National head of mentorship, Association of South African Black Actuarial Professionals
‘The road to qualifying as an actuary is gruelling and requires an incredible amount of tenacity and hard work, no matter how intelligent you are,” says one of the 66 black African qualified actuaries on the continent, Malizole Mdlekeza. In his current role as the national head of mentorship for the Association of South African Black Actuarial Professionals, Malizole spends his time helping other young black South Africans break into what’s arguably one of the most difficult professions.
He completed his undergraduate studies at the University of Cape Town, and says that being at university opened the world up by exposing him to better career possibilities. He’s an evangelist on the diversity and variety of the skill set possessed by actuaries, skills that he believes are applicable to a range of areas within the financial services. He says he’s often surprised at how unaware the broader market is of this, and makes a mission of proving it otherwise.

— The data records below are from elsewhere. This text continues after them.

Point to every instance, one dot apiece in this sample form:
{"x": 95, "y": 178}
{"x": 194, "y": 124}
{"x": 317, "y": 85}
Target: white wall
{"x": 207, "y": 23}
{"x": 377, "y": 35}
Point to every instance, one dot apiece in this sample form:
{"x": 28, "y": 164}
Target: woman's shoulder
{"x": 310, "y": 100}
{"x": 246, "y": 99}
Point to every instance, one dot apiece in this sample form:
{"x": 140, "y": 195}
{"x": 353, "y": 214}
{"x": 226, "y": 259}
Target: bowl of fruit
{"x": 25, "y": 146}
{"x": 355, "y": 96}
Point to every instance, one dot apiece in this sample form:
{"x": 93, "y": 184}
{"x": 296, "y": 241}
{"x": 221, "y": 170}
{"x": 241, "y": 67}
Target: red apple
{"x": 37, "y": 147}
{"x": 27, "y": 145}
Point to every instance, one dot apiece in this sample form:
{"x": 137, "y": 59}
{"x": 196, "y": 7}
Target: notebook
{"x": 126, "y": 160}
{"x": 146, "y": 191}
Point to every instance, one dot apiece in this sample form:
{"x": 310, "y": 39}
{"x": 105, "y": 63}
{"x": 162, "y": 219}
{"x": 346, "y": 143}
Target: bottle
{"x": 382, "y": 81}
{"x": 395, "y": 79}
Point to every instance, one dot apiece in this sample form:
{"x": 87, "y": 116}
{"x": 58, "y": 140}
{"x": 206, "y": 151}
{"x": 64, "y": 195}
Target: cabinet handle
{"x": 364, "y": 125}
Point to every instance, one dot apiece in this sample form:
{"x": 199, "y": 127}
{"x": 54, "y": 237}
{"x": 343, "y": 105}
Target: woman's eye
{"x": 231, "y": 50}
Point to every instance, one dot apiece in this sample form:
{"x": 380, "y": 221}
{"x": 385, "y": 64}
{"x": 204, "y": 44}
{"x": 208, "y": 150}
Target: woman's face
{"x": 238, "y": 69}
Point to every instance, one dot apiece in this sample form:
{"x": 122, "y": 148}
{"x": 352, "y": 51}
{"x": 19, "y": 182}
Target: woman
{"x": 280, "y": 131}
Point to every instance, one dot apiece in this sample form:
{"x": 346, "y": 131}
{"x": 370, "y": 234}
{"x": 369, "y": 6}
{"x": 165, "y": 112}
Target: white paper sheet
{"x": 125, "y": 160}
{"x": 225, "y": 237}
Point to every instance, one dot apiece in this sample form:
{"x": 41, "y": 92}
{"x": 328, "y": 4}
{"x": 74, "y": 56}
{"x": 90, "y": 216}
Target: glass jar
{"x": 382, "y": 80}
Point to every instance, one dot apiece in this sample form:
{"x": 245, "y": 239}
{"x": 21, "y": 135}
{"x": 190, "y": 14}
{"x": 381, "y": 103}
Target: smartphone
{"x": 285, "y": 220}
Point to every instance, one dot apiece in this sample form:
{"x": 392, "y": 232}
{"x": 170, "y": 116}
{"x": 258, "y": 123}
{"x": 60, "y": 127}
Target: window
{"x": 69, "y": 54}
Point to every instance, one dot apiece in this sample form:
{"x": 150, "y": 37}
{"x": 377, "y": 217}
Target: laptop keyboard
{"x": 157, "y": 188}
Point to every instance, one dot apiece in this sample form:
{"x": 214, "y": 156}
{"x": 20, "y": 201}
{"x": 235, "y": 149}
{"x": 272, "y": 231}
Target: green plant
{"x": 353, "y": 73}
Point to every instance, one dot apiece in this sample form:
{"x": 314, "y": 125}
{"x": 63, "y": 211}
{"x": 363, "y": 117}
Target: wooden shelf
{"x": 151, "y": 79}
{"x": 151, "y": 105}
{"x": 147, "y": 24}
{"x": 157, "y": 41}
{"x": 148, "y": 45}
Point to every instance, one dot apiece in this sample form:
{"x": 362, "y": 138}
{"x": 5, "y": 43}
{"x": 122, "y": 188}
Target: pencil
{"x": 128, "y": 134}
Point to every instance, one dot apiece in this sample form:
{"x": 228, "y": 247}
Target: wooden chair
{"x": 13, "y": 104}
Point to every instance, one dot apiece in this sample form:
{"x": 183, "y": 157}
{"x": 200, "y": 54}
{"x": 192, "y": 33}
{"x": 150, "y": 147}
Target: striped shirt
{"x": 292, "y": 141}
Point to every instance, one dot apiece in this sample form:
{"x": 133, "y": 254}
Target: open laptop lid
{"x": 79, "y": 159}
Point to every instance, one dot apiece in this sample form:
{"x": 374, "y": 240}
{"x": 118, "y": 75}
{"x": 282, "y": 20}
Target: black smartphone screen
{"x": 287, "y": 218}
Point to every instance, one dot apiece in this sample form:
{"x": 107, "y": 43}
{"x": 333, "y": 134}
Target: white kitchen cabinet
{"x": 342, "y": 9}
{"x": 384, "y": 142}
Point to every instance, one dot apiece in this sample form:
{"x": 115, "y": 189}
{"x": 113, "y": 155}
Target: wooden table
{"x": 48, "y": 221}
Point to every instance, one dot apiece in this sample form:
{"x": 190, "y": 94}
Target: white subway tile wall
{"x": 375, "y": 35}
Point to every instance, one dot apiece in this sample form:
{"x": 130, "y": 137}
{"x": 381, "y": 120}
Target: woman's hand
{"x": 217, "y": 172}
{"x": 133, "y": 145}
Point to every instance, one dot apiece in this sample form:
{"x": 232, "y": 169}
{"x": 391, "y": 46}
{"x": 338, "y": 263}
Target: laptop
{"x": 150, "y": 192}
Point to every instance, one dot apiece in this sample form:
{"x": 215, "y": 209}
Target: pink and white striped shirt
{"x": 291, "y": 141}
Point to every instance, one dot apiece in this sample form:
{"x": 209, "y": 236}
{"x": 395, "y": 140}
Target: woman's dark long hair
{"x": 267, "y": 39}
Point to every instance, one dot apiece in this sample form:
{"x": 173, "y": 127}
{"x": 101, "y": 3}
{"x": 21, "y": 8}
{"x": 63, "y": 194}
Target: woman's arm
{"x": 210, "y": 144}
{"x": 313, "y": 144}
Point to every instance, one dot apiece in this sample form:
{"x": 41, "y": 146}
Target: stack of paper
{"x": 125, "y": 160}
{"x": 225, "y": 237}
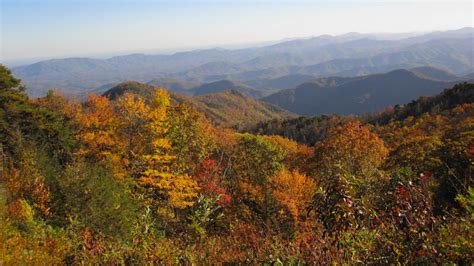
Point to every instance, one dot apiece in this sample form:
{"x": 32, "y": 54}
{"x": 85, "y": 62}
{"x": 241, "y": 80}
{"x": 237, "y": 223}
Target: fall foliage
{"x": 134, "y": 180}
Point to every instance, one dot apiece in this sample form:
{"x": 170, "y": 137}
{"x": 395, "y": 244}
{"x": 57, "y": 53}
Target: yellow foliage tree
{"x": 178, "y": 190}
{"x": 294, "y": 191}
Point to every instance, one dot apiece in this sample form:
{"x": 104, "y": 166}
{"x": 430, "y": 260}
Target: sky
{"x": 64, "y": 28}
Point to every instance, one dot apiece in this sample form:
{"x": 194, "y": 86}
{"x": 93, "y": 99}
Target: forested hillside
{"x": 135, "y": 177}
{"x": 226, "y": 108}
{"x": 277, "y": 66}
{"x": 357, "y": 95}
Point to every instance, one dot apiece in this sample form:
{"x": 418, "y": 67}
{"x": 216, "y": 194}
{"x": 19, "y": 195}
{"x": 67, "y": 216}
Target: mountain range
{"x": 229, "y": 108}
{"x": 269, "y": 68}
{"x": 364, "y": 94}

As chairman of the Actuarial Society of South Africa Alternative Investment Committee, he has pioneered alternative investments — such as hedge funds, private equity, infrastructure investing and public sector related investments — within the actuarial profession and the South African investment market. He considers this field of investment to be specialised and a bit underdeveloped, another area within the actuarial profession that he has made his mission to raise awareness about, both within the profession and to the general investment market.
He believes that there is a huge lack of support for young people who excel at what they do in South Africa. In this country to get anywhere, “you really have to fight uphill battles, power through things and navigate uncharted territories”, he says.
He aims to leave behind a legacy of having contributed to the overall development of the profession in South Africa by helping more people from disadvantaged backgrounds break into the profession. “Seeing those who have benefited from mentorship on their road to passing exams, getting their degrees and eventually qualifying as actuaries has to be the main highlight of doing this work.”